You can use one of several methods to overcome the 256 step limit in pre-3.1.1 and pre-2.4.8 AMIs:
Have each step submit several jobs to Hadoop. This does not allow you unlimited steps in pre-3.1.1 and pre-2.4.8 AMIs, but it is the easiest solution if you need a fixed number of steps greater than 256.
Write a workflow program that runs in a step on a long-running cluster and submits jobs to Hadoop. You could have the workflow program either:
Listen to an Amazon SQS queue to receive information about new steps to run.
Check an Amazon S3 bucket on a regular schedule for files containing information about the new steps to run.

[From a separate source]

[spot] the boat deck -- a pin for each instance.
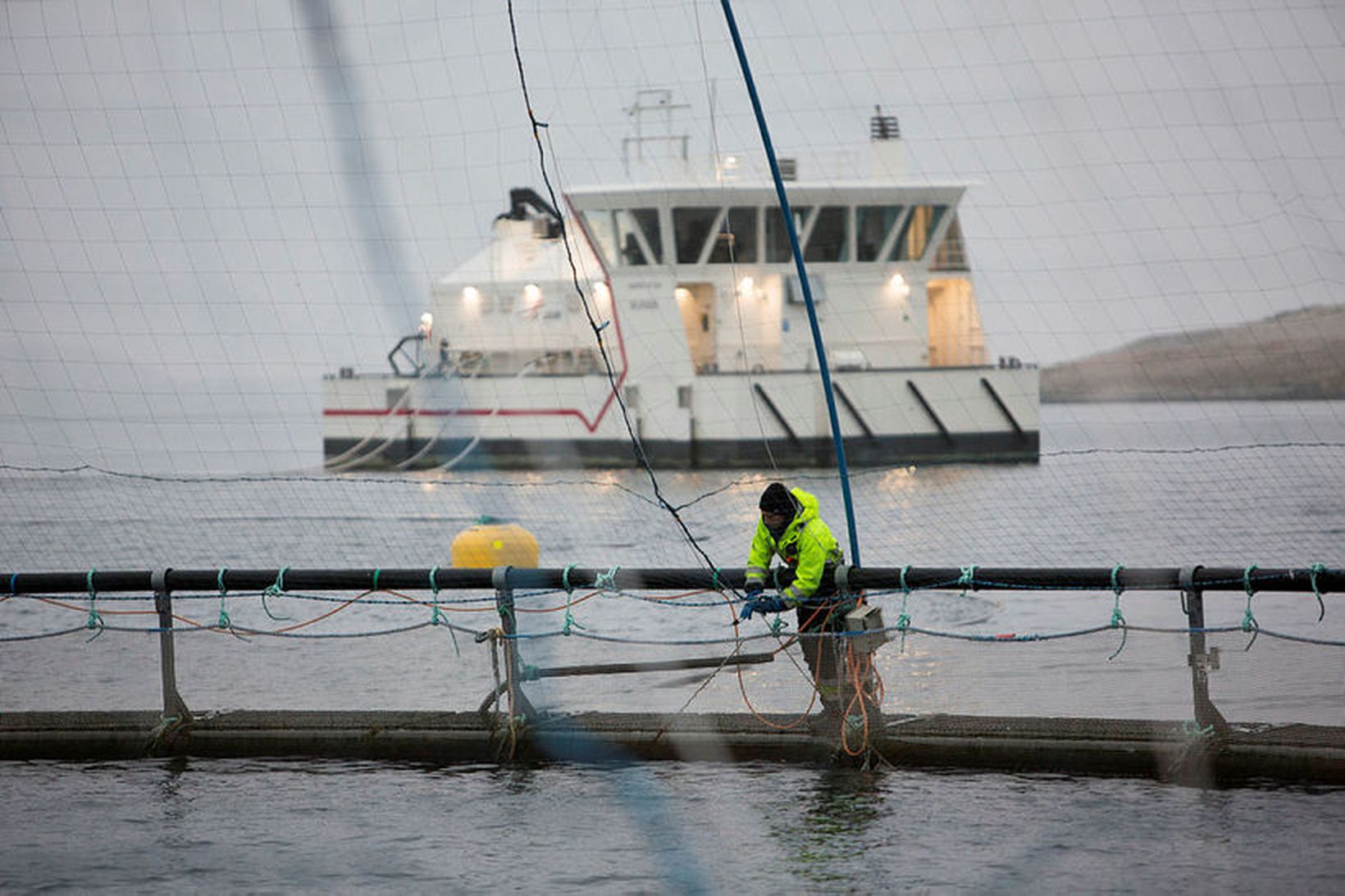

Write a workflow program that runs on an EC2 instance outside of Amazon EMR and submits jobs to your long-running clusters using SSH.
Connect to your long-running cluster via SSH and submit Hadoop jobs using the Hadoop API. For more information, see http://hadoop.apache.org/docs/current/api/org/apache/hadoop/mapred/JobClient.html.
Connect to the master node using an SSH client (such as PuTTY or OpenSSH) and manually
submit jobs to the cluster or use the
ssh subcommand in the AWS CLI
to both connect and submit jobs. For more information about establishing an SSH
connection with the master node, see Connect to the Master Node Using SSH. For more information about
interactively submitting Hadoop jobs, see Submit Hadoop Jobs Interactively.